What is the result of determining if it is a medicine or food?

If after applying the Tool a product is considered to be a therapeutic good, the TGA may take action against the importer, exporter, manufacturer or supplier if the product is not included in the Australian Register of Therapeutic Goods (ARTG) or is otherwise not exempt or approved under the Therapeutic Goods Act. If the product may be a health risk to the public (for example, it contains substances that are only available when prescribed by a health professional), the TGA can publish an alert to the public and if necessary, order a recall of the product.

If a product is not a therapeutic good and it is in the ARTG, the TGA can take action under section 9F of the Therapeutic Goods Act to remove the product.

If a product is considered by the TGA not to be a therapeutic good, it is likely to be the responsibility of state and territory food regulators. In such a case the TGA contacts relevant state or territory food regulators for appropriate action to be taken.

When does the TGA get involved?

The TGA will typically need to consider whether a product is a therapeutic good or a food when:

  • a product is imported and Customs inquires whether it is a food or a therapeutic good
  • the sponsor of a therapeutic good which is included on the ARTG complains to the TGA that a very similar product of a competitor is not in the ARTG
  • the TGA undertakes a compliance review of a particular product that has been listed on the ARTG as a complementary medicine and finds that it is food, not a therapeutic good
  • a product is supplied within Australia and a state or territory government agency asks for advice on whether it is a therapeutic good.

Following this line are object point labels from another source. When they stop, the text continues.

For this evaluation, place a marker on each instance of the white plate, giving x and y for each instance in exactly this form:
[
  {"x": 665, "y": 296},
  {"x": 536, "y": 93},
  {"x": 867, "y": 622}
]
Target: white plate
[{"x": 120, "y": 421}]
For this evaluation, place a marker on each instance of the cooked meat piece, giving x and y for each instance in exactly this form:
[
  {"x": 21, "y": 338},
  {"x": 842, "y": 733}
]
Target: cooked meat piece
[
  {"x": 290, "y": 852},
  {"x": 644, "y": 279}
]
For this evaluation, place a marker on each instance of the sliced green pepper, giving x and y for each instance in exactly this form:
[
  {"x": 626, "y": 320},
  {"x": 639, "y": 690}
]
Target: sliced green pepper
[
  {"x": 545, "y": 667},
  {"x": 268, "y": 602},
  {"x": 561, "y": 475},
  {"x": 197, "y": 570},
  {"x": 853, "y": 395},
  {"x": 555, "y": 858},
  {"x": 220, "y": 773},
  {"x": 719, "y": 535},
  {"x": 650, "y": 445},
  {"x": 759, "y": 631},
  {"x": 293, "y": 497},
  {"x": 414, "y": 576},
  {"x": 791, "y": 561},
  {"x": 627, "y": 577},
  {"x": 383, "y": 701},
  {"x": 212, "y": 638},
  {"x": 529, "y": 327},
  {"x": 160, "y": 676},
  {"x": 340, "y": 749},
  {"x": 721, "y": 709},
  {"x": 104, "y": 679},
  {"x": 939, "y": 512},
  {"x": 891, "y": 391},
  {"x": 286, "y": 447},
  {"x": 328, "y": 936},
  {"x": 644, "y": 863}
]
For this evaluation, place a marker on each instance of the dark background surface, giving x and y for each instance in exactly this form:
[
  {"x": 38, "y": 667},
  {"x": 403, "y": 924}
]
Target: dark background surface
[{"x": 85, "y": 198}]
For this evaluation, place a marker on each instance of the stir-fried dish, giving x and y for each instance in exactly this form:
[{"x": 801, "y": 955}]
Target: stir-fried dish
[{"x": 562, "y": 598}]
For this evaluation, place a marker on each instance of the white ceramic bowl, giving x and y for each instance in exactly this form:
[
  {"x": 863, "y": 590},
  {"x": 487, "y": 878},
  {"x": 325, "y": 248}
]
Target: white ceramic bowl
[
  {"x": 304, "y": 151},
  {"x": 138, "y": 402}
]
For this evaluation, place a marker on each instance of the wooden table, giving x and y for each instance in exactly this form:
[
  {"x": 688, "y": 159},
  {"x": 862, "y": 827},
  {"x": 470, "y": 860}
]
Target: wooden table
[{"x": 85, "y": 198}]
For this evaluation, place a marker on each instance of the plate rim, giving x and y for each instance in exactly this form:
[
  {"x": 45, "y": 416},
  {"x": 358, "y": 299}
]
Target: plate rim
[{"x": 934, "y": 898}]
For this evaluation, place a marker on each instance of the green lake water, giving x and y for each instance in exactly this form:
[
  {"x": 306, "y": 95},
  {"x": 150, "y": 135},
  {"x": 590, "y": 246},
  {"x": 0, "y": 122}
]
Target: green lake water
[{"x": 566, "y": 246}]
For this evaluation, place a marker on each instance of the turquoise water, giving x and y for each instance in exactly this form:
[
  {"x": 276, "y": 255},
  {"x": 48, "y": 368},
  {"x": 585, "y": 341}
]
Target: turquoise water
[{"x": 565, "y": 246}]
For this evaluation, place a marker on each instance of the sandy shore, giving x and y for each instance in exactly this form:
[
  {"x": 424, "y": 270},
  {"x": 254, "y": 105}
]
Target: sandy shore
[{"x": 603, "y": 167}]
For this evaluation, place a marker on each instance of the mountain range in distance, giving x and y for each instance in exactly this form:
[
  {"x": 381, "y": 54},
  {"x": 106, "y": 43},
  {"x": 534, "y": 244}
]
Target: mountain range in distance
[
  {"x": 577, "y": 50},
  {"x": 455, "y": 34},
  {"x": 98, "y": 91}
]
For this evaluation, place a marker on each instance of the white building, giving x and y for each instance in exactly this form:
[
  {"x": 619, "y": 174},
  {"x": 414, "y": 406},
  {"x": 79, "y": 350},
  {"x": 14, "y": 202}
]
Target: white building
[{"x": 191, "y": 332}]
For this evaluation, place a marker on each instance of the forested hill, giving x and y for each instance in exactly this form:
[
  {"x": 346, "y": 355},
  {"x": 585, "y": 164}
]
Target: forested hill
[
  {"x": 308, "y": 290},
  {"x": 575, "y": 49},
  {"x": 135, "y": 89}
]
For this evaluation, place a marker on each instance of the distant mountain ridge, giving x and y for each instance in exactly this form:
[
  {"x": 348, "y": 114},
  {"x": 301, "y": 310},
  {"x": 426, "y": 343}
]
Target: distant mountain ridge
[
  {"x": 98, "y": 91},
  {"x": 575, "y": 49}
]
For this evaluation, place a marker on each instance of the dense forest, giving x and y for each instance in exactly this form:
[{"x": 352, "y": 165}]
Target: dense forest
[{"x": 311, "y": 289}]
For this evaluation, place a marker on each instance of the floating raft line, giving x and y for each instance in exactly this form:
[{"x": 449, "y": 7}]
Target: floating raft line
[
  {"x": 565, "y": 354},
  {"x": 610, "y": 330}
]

The TGA works with Food Standards Australia New Zealand (FSANZ), Customs , the Australian Government Department of Agriculture, the Australian Federal Police and relevant state and territory agencies as appropriate when it is necessary to decide whether products are regulated as food or as therapeutic goods.

Who regulates food?

Products for oral use that are not regulated under the Therapeutic Goods Act are likely to be regulated under food legislation. FSANZ is the Commonwealth statutory authority responsible for developing food standards which make up the Australia New Zealand Food Standards Code (the Food Standards Code). The Food Standards Code is enforced by the states and territories which regulate the sale and supply of food within their respective jurisdictions. The importation of food is regulated by the Commonwealth Department of Agriculture under the Imported Food Control Act 1992.

More information about the regulation of food can be found at the following locations:

What happens when a product is removed from the Australian Register of Therapeutic Goods (ARTG)?

If the Secretary of the Australian Government Department of Health (through the TGA) comes to a view that a product that is on the ARTG is not in fact a therapeutic good the Secretary can remove the product from the ARTG under section 9F of the Therapeutic Goods Act. This could be for instance, because the product has a tradition of use as food for humans in Australia or New Zealand in the form in which it is presented. However, before that can be done, the sponsor must be notified and given the opportunity to make written submissions in response. The product cannot be removed without the Secretary taking into account any submissions made by the sponsor. The sponsor can then seek a review by the Minister for Health of the decision and then a review by the Administrative Appeals Tribunal.

In such a case, and wherever the TGA comes to the view that a product is food not a therapeutic good, relevant state and territory regulators are informed so appropriate action can be taken.

What happens to therapeutic goods that are not on the Australian Register of Therapeutic Goods (ARTG)?

If the TGA comes to a view that a product is a therapeutic good but is not on the ARTG, the TGA will normally first contact the supplier and provide information about relevant regulatory requirements. Listing on the ARTG may be required for a product to be lawfully imported or supplied. If it appears that the product represents a potential risk to public health, the TGA will normally publish an alert on the TGA website and consider other regulatory action.